Antrittsbesuch in Wusterwitz am 13.04.2022

Kurz vor Ostern reiste ich in die verschiedenen Regionen meines Wahlkreises. Am Donnerstag, den 13.04., war ich für meinen Antrittsbesuch bei Amtsdirektor Michael Hase in Wusterwitz. Im Zentrum des Besuches standen die aktuellen Herausforderungen kleiner ländlicher Kommunen, vor denen auch andere Gemeinden in meinem Wahlkreis und ganz Brandenburg stehen. Michael Hase verzichtete dabei auf ein gewöhnliches Gespräch in seinem Büro und führte mich direkt an die Orte des Geschehens.

 

Michael Hase (links) und Jens Borngräber (rechts) erklären mir vor Ort die Problematik der Altbensdorfer Deponie.

 

Zunächst stand ein Treffen mit dem Bensdorfer Bürgermeister Jens Borngräber auf der Altbensdorfer Deponie an. Gemeinsam mit Michael Hase erklärte er mir die Problematik der illegalen Abfälle. Gleichzeitig war Gelegenheit, um über Probleme beim öffentlichen Nahverkehr, der Grundversorgung auf dem Land sowie Solarparkprojekte zu sprechen.

 

 

Anschließend durfte ich die Leiter der freiwilligen Feuerwehren in Rogäsen und Zitz treffen. Diese begeisterten mich durch die stolze Präsentation ihrer Fahrzeuge, Ausrüstung und gewonnenen Pokalen. Gleichzeitig wiesen sie auf notwendige Investitionen hin, um ihre Einsatzfähigkeit weiterhin zu gewährleisten. Die freiwilligen Feuerwehren sind elementar für den Katastrophenschutz auf dem Land. Mit ihrer Jugendarbeit, ihren Festen und Wettkämpfen bieten sie jedoch viel mehr. Sie sind der Dreh- und Angelpunkt einer lebendigen Dorfgemeinschaft.

 

Michael Hase und ich sprechen über den Viesener Sportplatz.

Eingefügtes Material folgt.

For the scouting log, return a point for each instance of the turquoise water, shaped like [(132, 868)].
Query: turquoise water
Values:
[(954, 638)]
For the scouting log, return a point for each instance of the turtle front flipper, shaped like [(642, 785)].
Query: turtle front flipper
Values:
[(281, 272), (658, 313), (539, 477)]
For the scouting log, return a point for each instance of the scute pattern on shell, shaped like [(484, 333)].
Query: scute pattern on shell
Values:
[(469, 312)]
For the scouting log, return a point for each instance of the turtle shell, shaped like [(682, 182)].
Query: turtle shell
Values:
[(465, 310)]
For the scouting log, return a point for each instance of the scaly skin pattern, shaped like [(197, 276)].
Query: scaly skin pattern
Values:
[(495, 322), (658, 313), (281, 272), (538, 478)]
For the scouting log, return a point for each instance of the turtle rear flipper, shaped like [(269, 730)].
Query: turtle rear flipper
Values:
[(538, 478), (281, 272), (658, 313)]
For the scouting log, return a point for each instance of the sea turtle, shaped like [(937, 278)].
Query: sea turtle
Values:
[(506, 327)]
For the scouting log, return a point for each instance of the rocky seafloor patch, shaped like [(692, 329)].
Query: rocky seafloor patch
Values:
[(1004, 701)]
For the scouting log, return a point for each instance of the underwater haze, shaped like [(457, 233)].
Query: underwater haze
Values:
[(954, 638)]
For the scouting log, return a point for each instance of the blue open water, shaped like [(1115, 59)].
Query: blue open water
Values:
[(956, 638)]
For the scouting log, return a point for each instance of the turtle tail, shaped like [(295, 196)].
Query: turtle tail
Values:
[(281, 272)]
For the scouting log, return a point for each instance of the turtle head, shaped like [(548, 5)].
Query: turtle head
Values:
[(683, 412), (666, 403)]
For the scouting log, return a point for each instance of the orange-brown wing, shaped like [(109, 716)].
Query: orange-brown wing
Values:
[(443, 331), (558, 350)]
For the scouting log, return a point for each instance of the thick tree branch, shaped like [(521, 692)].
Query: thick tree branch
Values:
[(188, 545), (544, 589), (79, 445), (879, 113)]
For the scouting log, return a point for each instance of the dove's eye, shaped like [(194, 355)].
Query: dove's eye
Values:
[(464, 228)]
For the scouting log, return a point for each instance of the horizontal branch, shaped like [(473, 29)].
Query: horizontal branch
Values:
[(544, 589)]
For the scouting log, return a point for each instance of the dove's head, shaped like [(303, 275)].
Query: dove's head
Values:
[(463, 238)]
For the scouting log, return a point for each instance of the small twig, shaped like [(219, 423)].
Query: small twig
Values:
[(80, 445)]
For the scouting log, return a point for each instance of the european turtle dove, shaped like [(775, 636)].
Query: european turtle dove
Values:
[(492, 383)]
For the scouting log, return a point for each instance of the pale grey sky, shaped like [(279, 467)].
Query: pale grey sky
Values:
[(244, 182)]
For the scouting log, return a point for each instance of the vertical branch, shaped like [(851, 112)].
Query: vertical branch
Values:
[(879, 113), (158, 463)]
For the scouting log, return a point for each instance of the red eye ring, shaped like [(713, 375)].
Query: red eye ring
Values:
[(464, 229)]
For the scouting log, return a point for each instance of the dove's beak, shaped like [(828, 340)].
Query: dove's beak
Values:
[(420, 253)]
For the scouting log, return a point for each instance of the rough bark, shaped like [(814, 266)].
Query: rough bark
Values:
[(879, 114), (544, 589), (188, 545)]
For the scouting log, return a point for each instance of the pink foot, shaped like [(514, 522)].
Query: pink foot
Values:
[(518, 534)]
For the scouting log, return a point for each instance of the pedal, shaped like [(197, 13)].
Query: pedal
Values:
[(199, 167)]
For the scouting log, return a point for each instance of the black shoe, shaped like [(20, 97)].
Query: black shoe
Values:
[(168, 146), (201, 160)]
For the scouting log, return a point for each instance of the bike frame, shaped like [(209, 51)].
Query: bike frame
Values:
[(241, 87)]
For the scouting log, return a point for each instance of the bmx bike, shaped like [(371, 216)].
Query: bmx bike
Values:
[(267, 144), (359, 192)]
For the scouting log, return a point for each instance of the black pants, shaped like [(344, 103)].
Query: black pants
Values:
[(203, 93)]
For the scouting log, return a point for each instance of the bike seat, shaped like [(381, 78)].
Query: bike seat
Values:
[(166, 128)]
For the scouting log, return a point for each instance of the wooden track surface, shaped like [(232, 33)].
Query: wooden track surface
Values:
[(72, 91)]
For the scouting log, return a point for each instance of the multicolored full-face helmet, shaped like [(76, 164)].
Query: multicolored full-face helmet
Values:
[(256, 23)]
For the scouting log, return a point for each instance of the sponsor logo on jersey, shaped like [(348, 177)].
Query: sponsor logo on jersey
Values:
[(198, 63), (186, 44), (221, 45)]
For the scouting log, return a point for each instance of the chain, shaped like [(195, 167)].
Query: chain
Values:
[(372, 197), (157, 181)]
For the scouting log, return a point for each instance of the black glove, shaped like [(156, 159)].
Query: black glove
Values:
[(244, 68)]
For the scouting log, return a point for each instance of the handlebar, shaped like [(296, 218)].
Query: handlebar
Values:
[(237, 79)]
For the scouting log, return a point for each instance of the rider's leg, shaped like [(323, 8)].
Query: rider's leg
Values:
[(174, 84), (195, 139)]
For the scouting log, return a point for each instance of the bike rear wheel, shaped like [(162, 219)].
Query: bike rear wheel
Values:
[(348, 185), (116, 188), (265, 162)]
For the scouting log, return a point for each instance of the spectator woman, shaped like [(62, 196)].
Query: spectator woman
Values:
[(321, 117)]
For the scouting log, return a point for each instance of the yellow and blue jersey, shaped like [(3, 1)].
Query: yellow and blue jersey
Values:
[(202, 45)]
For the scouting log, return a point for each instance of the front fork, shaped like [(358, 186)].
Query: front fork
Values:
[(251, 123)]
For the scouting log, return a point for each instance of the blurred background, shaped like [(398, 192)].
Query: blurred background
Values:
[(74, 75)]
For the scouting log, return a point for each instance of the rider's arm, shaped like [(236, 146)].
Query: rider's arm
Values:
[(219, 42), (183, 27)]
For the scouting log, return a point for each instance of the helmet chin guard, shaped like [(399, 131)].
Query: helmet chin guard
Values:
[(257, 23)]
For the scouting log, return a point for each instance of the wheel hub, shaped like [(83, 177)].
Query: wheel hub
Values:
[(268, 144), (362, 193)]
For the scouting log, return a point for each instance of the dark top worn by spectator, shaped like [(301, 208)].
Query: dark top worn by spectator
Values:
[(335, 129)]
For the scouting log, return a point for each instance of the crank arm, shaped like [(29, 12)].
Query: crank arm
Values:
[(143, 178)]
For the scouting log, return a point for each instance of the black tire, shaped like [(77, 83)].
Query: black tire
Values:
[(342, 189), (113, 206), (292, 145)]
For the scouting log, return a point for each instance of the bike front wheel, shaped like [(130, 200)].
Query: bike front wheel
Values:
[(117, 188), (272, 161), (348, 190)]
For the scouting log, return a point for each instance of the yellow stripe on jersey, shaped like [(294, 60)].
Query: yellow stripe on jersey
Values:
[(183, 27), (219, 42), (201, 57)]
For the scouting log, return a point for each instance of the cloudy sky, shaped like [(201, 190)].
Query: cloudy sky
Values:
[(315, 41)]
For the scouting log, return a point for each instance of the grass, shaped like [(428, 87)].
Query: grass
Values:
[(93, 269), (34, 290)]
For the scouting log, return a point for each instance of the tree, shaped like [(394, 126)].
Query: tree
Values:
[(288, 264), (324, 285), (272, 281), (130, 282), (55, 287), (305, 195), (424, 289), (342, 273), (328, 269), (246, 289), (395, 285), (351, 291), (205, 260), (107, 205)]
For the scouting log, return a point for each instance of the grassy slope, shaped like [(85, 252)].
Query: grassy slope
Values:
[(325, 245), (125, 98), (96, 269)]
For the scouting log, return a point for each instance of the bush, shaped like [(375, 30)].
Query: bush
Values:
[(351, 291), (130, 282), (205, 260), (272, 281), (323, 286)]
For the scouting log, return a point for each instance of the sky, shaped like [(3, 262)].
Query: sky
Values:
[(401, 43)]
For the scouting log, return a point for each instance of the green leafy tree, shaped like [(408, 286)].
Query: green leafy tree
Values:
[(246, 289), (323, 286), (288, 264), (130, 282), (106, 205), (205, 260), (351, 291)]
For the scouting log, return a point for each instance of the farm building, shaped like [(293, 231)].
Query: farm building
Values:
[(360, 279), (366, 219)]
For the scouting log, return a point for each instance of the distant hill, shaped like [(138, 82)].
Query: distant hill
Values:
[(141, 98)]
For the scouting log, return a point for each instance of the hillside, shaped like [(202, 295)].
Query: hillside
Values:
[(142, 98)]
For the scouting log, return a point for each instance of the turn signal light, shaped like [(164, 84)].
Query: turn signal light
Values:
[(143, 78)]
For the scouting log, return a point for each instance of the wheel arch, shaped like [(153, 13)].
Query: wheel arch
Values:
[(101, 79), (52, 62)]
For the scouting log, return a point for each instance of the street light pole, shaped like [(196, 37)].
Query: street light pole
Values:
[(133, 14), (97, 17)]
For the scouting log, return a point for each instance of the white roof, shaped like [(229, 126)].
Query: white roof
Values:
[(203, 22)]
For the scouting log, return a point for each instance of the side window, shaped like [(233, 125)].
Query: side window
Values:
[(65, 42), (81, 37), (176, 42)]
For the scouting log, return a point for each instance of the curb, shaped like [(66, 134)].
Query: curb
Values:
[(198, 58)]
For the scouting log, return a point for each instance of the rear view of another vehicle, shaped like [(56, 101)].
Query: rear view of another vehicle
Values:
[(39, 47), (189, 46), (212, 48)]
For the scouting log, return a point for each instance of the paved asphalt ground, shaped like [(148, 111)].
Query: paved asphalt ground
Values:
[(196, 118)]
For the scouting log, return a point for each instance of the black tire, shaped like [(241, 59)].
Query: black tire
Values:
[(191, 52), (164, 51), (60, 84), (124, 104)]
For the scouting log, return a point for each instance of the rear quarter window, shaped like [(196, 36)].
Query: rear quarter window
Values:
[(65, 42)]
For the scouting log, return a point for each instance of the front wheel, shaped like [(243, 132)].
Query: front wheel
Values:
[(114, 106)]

Den Abschluss der Rundfahrt bildete eine Besichtigung des Viesener Sportplatzes. Dort berichtete Amtsdirektor Hase von den regelmäßig stattfindenden Feuerwehrwettkämpfen und weiteren zukünftigen Nutzungsmöglichkeiten.

 

Die Menschen müssen mit einbezogen werden – Treffen mit der Göttiner Bürgerinitiative am 12.04.2022

In meiner Wahlkreiswoche besuchte ich am Dienstag, den 12. April, die Göttiner Bürgerinitiative Naturnahe Orts- und Stadtteile e.V.. Begleitet wurde ich vom SPD-Stadtverordneten und Regionalrat Ralf Holzschuher. Für den Verein waren Robert Thiele, Nico Seeger und Uwe Gutzke anwesend.

Bei dem Treffen im Paterdammer Wald informierte ich mich über die Aktivitäten des Vereins, der unter anderem gegen ein touristisches Großprojekt auf den Rieselfeldern bei Wendgräben kämpft.
Hauptgrund des Informationsbesuches war ein weiteres Großvorhaben: Ein möglicher „industrieller Vorsorgestandort“ in den Wäldern nördlich und südlich der A2 zwischen Paterdamm und Krahne. Hier sieht der Entwurf des neuen Regionalplanes eine ca. 400ha große Fläche vor, auf der industrielle Großbetriebe angesiedelt werden könnten. Das Areal wäre mehr als dreimal so groß wie die aktuell vom Tesla-Werk in Grünheide beanspruchte Fläche.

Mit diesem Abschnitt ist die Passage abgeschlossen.